The letter states that APES members engage in activities that violate the Code of Student Conduct, “including the use of illicit drugs and alcohol, acts of hazing, acts of violence, the manufacturing and distribution of fake IDs and other violations of the code.”
Tara Pereira, director of Student Judicial Services, said they collected the names of “most” of the letter’s recipients from other APES members, as well as rosters SJS obtained in past investigations. The letter was addressed to people identified as being a “leader, officer, member, pledge or identifiable spokesperson” of APES. Pereira said SJS received three phone calls from students or their parents about the letter, saying they were not involved in the group.
“We took their word for it, as they were not names given to us by members this year,” Pereira said.
A former APES member, speaking under the condition of anonymity because he fears retribution from the University, said he knew several students unaffiliated with APES who received the letter. SJS has previously said they use Facebook, among other tools, to identify members of unrecognized fraternities like APES.

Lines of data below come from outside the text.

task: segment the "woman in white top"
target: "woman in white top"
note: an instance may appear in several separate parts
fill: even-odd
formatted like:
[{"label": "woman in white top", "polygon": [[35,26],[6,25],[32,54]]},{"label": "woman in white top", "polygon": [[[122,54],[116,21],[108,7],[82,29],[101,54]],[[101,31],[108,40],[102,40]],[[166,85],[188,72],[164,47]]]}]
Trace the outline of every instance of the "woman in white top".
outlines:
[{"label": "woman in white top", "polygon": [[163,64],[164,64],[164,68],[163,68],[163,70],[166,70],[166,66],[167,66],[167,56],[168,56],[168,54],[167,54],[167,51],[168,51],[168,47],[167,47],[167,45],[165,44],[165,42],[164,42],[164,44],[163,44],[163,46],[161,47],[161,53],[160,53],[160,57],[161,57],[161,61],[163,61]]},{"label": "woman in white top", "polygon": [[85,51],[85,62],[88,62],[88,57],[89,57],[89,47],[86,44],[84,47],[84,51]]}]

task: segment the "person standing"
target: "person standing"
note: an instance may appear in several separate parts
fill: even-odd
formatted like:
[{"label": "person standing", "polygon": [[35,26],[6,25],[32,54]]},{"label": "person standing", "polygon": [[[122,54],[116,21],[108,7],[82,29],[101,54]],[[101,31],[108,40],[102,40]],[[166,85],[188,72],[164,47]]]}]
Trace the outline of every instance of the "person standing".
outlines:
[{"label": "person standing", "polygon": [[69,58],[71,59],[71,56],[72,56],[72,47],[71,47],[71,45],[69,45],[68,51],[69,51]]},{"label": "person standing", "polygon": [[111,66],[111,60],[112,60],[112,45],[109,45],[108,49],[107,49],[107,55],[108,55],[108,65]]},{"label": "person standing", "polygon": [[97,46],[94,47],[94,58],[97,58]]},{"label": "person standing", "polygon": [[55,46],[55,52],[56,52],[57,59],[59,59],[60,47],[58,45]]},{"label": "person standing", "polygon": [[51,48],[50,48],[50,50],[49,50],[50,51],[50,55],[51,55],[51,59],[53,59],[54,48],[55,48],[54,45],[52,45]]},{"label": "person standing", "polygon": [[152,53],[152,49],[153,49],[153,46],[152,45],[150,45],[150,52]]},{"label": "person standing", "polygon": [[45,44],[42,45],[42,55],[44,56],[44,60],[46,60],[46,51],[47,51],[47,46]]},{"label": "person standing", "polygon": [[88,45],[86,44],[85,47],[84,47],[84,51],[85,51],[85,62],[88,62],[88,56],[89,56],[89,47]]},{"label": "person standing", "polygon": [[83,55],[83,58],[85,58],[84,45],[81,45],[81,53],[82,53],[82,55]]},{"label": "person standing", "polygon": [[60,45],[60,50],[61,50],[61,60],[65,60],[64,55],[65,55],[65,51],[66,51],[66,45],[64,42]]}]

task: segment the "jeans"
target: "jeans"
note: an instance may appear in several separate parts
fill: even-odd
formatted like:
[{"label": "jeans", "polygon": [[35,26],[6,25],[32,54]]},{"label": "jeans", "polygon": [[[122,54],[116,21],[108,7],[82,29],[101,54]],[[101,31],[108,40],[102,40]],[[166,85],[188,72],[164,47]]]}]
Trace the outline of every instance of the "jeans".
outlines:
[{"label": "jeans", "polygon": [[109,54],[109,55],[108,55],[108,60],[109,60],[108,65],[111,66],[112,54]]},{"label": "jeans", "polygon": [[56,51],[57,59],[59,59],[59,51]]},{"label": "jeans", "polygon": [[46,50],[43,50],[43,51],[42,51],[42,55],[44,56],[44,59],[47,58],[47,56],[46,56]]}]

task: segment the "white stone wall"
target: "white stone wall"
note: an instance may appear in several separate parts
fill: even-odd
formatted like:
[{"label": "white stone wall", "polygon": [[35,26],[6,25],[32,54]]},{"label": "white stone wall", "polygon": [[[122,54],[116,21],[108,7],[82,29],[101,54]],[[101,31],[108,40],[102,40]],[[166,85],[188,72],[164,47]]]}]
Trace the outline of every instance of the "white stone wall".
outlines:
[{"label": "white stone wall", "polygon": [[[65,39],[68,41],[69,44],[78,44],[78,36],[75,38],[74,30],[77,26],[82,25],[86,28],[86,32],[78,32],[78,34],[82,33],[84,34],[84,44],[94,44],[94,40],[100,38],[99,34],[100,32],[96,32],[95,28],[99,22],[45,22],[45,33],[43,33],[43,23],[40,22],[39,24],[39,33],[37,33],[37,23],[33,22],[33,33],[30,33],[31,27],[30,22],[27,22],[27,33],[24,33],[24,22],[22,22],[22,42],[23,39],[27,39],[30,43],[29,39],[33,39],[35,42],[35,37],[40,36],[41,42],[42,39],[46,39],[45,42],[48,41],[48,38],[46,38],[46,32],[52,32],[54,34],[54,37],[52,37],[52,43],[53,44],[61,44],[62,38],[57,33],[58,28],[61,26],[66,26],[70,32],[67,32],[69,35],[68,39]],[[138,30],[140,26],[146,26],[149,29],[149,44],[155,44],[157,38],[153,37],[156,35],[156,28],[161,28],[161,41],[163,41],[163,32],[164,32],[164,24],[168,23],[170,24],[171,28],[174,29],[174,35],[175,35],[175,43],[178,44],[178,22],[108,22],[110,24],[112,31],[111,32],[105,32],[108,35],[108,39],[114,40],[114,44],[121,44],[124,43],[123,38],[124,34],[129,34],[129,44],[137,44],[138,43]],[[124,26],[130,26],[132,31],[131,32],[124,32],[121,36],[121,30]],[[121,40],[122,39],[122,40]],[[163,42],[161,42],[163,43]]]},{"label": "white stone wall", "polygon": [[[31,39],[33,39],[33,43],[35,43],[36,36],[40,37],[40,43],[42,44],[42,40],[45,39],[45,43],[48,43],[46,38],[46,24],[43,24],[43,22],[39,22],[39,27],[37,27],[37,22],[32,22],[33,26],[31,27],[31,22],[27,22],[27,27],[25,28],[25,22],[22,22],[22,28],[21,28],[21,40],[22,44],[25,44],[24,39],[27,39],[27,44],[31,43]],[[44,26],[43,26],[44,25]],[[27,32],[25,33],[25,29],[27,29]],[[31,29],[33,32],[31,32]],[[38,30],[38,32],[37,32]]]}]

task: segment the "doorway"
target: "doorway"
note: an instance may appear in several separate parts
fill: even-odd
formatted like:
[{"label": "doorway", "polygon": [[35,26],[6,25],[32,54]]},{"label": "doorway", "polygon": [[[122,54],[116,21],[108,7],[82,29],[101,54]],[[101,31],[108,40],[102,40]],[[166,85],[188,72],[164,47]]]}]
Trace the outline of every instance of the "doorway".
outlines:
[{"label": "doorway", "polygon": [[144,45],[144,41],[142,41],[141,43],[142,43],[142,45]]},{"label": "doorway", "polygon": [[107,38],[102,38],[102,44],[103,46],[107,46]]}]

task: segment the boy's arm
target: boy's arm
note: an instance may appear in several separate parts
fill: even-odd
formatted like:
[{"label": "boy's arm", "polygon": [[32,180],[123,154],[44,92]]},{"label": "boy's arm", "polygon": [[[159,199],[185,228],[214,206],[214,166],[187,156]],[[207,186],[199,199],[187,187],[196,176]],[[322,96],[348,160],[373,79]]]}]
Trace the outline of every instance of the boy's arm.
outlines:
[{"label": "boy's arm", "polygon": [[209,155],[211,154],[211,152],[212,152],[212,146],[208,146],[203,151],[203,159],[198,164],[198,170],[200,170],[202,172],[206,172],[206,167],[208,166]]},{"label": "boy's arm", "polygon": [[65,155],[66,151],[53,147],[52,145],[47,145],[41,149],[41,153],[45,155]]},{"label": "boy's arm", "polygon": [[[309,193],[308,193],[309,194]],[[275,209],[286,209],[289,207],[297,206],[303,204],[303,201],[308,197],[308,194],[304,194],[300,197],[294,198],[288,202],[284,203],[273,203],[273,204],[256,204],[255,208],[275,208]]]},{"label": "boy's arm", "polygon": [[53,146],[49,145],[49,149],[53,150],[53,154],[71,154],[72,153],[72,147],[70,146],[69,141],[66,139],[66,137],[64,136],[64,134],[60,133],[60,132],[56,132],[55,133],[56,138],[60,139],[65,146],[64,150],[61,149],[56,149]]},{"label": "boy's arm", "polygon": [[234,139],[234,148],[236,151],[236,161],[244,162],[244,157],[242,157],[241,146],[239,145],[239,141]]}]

“SJS can’t just go around acting like Big Brother,” the former member said. “The leash needs to be pulled.”
He said other APES members have no intention of reorganizing “because it’s not worth being expelled or suspended.”
Pereira said the University expects no further efforts to reorganize APES, but sent the letter as a precaution.
“Based on the significant record of misconduct, the University is taking the unusual step of forbidding the former members of APES from reorganizing,” Pereira wrote in an e-mail.
The letter – which is signed from Senior Assistant Dean of Students Mark Levine – forbids any formal or informal reforming of the group. Levine declined to comment on the letter.
Pereira added that students would only be violating the terms of this letter if they began organizing to discuss long-term goals or recruitment.
A similar letter was sent to APES members in April 2005 demanding that they “prevent or end” activities which violate the Code of Student Conduct.